YETKİSİZ GÖZALTINA KAMU DAVASI
Emniyet amirinin hiçbir yetkisi olmadığı halde 2 vatandaşı gözaltına aldığı için hakkında “Kişiyi Hürriyetinden Yoksun Kılmak” suçundan kamu davası açıldığı kaydedilen açıklamada, “Cumhuriyet Savcısı Uygur Meydan olayla ilgili tarafların ifadelerini almaktan başka hiçbir işlem yapmamış, dosya memur suçlarına bakmakla görevli cumhuriyet savcısına tevzi edilmiştir. Bu arkadaşımız da hukuksuz emirle yetkisi olmadığı halde iki vatandaşı gözaltına aldıran ilgili emniyet müdürü hakkında kişiyi hürriyetinden yoksun kılmak suçundan kamu davası açmıştır” ifadelerine yer verildi.
Gözaltların şüpheliler için uygulanabilen bir tedbir olduğu vurgulanan açıklamada, şu ifadelere yer verildi: “Gözaltı ancak şüpheliler için uygulanabilen bir tedbirdir. Hiçbir kanunda korumak ve benzeri amaçlarla mağdurun gözaltına alınması kavramı bulunmamaktadır. Bir başka anlatımla suç işlememiş olan hiçbir vatandaş kendisinin korunmak istendiği ve benzeri amaçlarla da olsa, hürriyetinden yoksun bırakılamaz, gözaltına alınarak zorla karakola götürülemez. Cumhuriyet savcılarının dahi böyle bir yetkisi bulunmamaktadır. Bu nedenle yapılan işlem açıkça hukuka aykırıdır.”

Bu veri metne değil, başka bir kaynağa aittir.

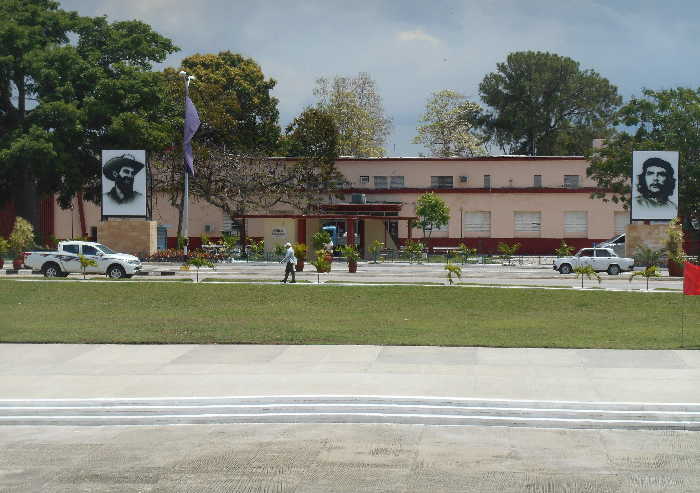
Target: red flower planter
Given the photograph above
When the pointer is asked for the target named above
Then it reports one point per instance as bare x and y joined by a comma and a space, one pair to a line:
675, 269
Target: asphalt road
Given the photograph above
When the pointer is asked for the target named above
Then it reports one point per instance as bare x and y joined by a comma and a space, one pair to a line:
535, 448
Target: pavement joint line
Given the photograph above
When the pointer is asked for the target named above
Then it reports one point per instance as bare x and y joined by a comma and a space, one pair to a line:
349, 397
359, 284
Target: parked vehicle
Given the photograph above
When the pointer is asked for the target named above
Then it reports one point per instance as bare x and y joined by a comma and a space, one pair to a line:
601, 259
66, 260
617, 243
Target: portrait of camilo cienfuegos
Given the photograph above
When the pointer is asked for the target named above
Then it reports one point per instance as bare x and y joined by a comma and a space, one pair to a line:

CUMHURBAŞKANINA HAKARET DAVASI
Olayın Cumhuriyet Başsavcılığı tarafından duyulmasının hemen ardından “Katil Devlet, Katil Erdoğan” sloganı atan kişilerin tespit edilerek, haklarında Cumhurbaşkanına hakaret suçundan kamu davası açıldığı vurgulanan açıklamada, “Olay Cumhuriyet Başsavcılımız tarafından öğrenilince ayrıca ‘katil Devlet, katil Erdoğan' sloganı atan kişilerin tespit edilerek şüpheli sıfatı ile ifadelerinin alınması emri verilmiştir. Bu kişiler hakkında 2016/645 soruşturma sayılı dosyamız üzerinden Sayın Cumhurbaşkanına hakaret suçundan kamu davası açılmıştır. Olayda gazetenin Devlete ve Sayın Cumhurbaşkanına hakaret eden kişiler yerine, onlara tepki gösterenlerin provokatör oldukları iddiası ile gözaltına aldırılmasını sorgulaması gerekirken, tam aksi bir tavır içine girmesi, üstelik bunu güya paralel yapı ile mücadele adına yapması anlaşılamamaktadır” denildi.